2
votes

I am running a legacy application, built on Delphi2007, where we used to handle non-English characters by storing 2byte Hex code of the character in the DB. While reading we apply char() to convert these Hex code to String.

String to Hex (before saving to DB):

strHex := Format( '%x', [ Byte( strText[ lIndex ] ) shr 4 ] );
DataStr[ lPos ] := strHex[ 1 ];
inc( lPos );

strHex := Format( '%x', [ Byte( strText[ lIndex ] ) and $0F ] );
DataStr[ lPos ] := strHex[ 1 ];
inc( lPos );

//in simple I am saving the Hex code to pcData

Hex to String (after reading from DB):

strText := strText + Chr( StrToInt('$'+ DataStr[lPos] + DataStr[lPos + 1]))

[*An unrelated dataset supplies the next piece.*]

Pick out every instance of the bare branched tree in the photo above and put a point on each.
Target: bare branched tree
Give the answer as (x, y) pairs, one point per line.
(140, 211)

This code started breaking after moving to Delphi XE7, where string is treated as UniCode String, we explicitly have to convert the string to AnsiString type.

Converting below string to hex
ТуцЕфылАшдеук8311
In Delphi 2007 gives:
\D2\F3\F6\C5\F4\FB\EB\C0\F8\E4\E5\F3\EA8311
In Delphi XE7 gives:
\22\43\46\1A\33\4B\4B\48\44\42\14\44\49\33\351522


I would like to know the best way I can modify this code such that I can handle my legacy data.

2
This is exceedingly weird. A very strange encoding that you invented. Did your database only support 7 bit ASCII? Why not have used something standard like UTF-8? What are your goals now? Do you want to read from and write to this strange encoding that you invented? Or just read from it. Don't you want to use Unicode? - David Heffernan
Agreed, this is a solution of madness. From the data you've shown, the original (ANSI) strings were encoded using codepage 1251. You'll need to define an AnsiString of this type and use it when retrieving data from your database. I would strongly suggest that you then immediately convert it to a normal (unicode) string when using it in your application, converting back only to store in the DB. Better yet, update your DB to unicode and get rid of this mess altogether. See : stackoverflow.com/a/7222871/327083 - J...
Our application runs on both SqlServer and Oracle, we need to stick to this code to support data that was migrated from older versions. We know moving to UTF8 is the solution and have implemented the same, but I would have to write code to handle the data that is entered from older versions too. - user1897277
You didn't answer any of my questions. - David Heffernan
Ya my application needs to read this for backward compatibility, in case one edits and saves, we convert the encoding to UTF8, it is a separate flow I did not mention it here. - user1897277

2 Answers

2
votes

First, the simpler way to generate the hex string would have been to use the RTL's own BinToHex() function instead of writing your own conversion code, eg:

var
  ...
  s: AnsiString;
  DataStr: string; 
  lPos: Integer;
  ...
begin
  ...
  s := '...';
  BinToHex(PAnsiChar(s), @DataStr[lPos], Length(s)); 
  Inc(lPos, Length(s)*2);
  ...
end;

Then, you can use HexToBin() to reverse it. And since you are dealing with encoded ANSI data, you can declare an AnsiString variable that has an affinity for the desired codepage encoding (in your case, probably 1251), read the hex code directly into that variable, and then assign/cast it to a normal String and let the RTL handle the conversion to Unicode for you:

type
  Win1251String = type AnsiString(1251);
var
  ...
  tmp: Win1251String;
  DataStr, strText: string;
  lPos: Integer;
  ...
begin
  ...
  SetLength(tmp, LengthOfHex div 2);
  HexToBin(@DataStr[lPos], PAnsiChar(tmp), Length(tmp));
  strText := String(tmp);
  ...
end;
1
votes

According to comments, you just need to decode this data to a native Unicode string. Do that like so:

  1. Read the encoded text from the database into a string variable.
  2. Decode that text into a byte array rather than a string. Your Delphi 2007 code can be used pretty much as it, but it needs to write to a byte array rather than a string.
  3. That byte array is ANSI 1251 encoded. Decode it with TEncoding.GetString. You'll need to create an instance of the TEncoding class with the correct code page, Encoding := TEncoding.GetEncoding(1251).